Tenley-Janney drawing by Squalish.

Councilmembers Mary Cheh and Kwame Brown have formally asked Mayor Fenty to stop pursuing a public-private partnership for the Tenley library and the adjacent Janney school. The original idea was a good one: the library is a low-rise building on a major corner that could support housing above, and help fund a better library and expansion for Janney.

Unfortunately, according to activists who supported the general idea of a PPP, the project went fatally off the rails when the Office of the Deputy Mayor for Planning and Economic Development (DMPED) narrowed the RFP in ways that limited neighborhood options to a bad project or nothing at all. After effective organizing by anti-PPP groups and low enthusiasm by proponents for what had turned into a lousy project, Cheh responded to neighborhood sentiment and chose the latter.

In their letter, Cheh and Brown write that “we believe that [the current LCOR proposal] is fatally flawed.” Still, they haven’t given up on something better. “We still believe, as we have throughout, that the public interest lies in the comprehensive development of this site. There is an urgent need to have vibrant, mixed-use development along our main corridors and the Tenley Library site, which is located across the street from the subway, ought to be a key part of such development.”

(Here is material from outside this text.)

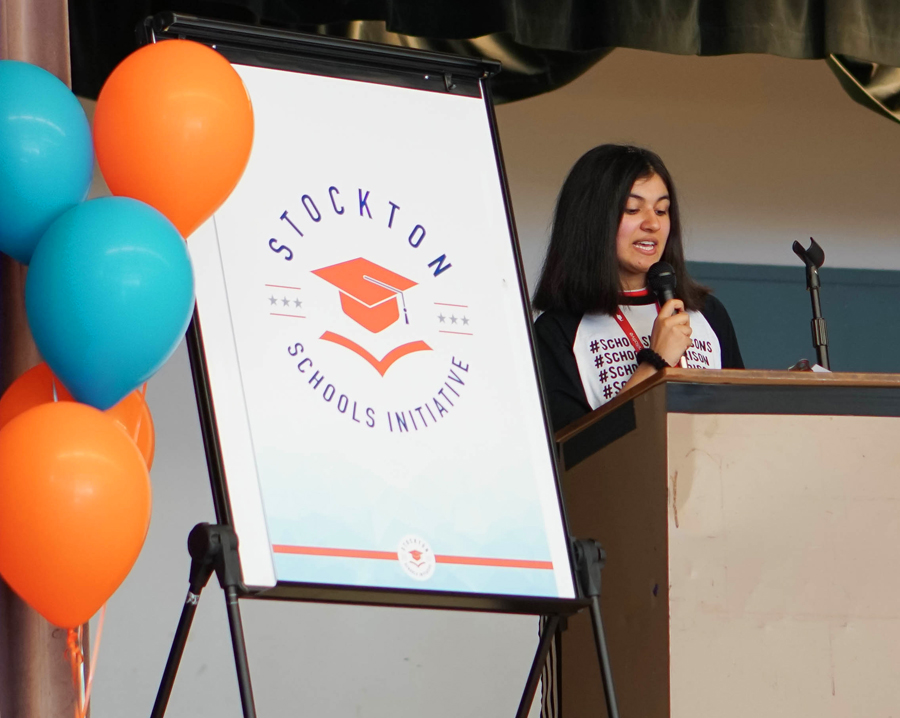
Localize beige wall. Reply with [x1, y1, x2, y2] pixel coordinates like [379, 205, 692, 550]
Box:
[497, 49, 900, 286]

How can we have it both ways? Cheh and Brown suggest adding “the structural supports necessary to permit development on top of the Library at a future date,” whether “residential, mixed-use, or even an increase in the size of the Library.” That maintains some options, though fewer.

Moving the library upstairs to place retail on the ground floor and the library upstairs (as in Rockville) would probably not be practical once a new library is up and running. A future project won’t be able to combine improvements to the school and to the library site like this concept by Squalish. Still, it’s better than nothing, and the Councilmembers are salvaging a little hope from a bad situation.

Tenleytown ANC candidate Jonathan Bender wrote on the neighborhood email list that “One would hope DPMED learned from this experience that hoarding information and excluding public input is, to understate, unwise.” Some DC agencies, sadly, seem to lurch from not speaking to the public at all (and risking uninformed decisions) to listening too much and making hasty changes to projects based on momentary resident feedback.

Good decisionmakers communicate plans clearly, listen thoroughly to all input, then make a reasoned decision with the totality of evidence. DMPED’s failure in this case has squandered a great opportunity to improve one of our underutilized Metro-accessible corridors. Hopefully the city won’t squander the next opportunity so lightly.